BIPOC intimates brand Mayana is advocating for public breastfeeding in a new campaign, emphasizing that it’s a human right.

The brand crashed the Toronto Blue Jays series against the Los Angeles Dodgers at the end of April with a breastfeeding flash mob of 42 people wearing “Bust The Stigma” jerseys. Mayana commemorated the event in a hero video, which supplies statistics related to criticism and prejudice against breastfeeding.

The moms also carried signage with statements like, “take ‘em out at the ball game.” A website for the initiative provides additional information on the right to breastfeed in public, along with useful advocacy and education tools for breastfeeding parents.

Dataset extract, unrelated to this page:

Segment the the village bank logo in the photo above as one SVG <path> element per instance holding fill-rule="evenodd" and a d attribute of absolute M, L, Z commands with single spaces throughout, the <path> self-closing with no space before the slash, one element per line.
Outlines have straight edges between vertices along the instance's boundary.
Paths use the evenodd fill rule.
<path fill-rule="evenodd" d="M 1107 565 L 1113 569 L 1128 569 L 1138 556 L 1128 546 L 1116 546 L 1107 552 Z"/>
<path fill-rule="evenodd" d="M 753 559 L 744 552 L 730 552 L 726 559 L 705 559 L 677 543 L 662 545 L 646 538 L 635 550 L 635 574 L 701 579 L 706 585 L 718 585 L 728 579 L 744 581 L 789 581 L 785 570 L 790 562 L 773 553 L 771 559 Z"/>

Mayana’s campaign references the fact that 42% of Canadian moms have experienced criticism, shaming and prejudice for nursing in public. As part of the campaign, Mayana has also released 42 limited edition bras, with a portion of proceeds going toward The New Mom Project, a Toronto-based charity that supports marginalized parents with essential infant supplies.

“Breasts are still highly sexualized and mothers are being vilified for simply feeding their babies. Even in 2024, we’re still battling this censorship, which is why we knew we had to take bold action to support the right to breastfeed everywhere,” says Iva Prkacin, creative director at Anomaly. “It was so powerful to stand alongside 42 breastfeeding moms with a unified goal of taking a stand to normalize one of the most natural things on earth. This isn’t an individual struggle; it’s a larger societal issue.”

Mayana, a socially conscious intimates brand for women, says it is on a mission to de-stigmatize the shame around women’s health and wellbeing. The brand is Anomaly’s latest and second Equal Advantage client, a program that started as a passion project from a group of BIPOC Anomaly talent to support small businesses, and which expanded into a diversity, equity and inclusion program that provides pro bono agency services to BIPOC-owned businesses.

“We created Equal Advantage here at Anomaly,” explains Candace Borland, partner and CEO of Anomaly Toronto. “It’s an Anomaly-led initiative to help BIPOC-owned-and-run businesses grow and succeed through creativity and strategy.”

“We could not be prouder to support the brand in sparking this movement and initiating a very important conversation,” Borland says. “We not only want to see ourselves represented in the work that we do, we also take pride in being agents of change, both of which are incredibly present with the ‘Bust the Stigma’ campaign.”

Borland tells strategy that the 60-second hero video is only on the Mayana website for now, alongside #BustTheStigma social testimonials, adding that it received a lot of exposure via the Rogers Centre Jumbotron screen.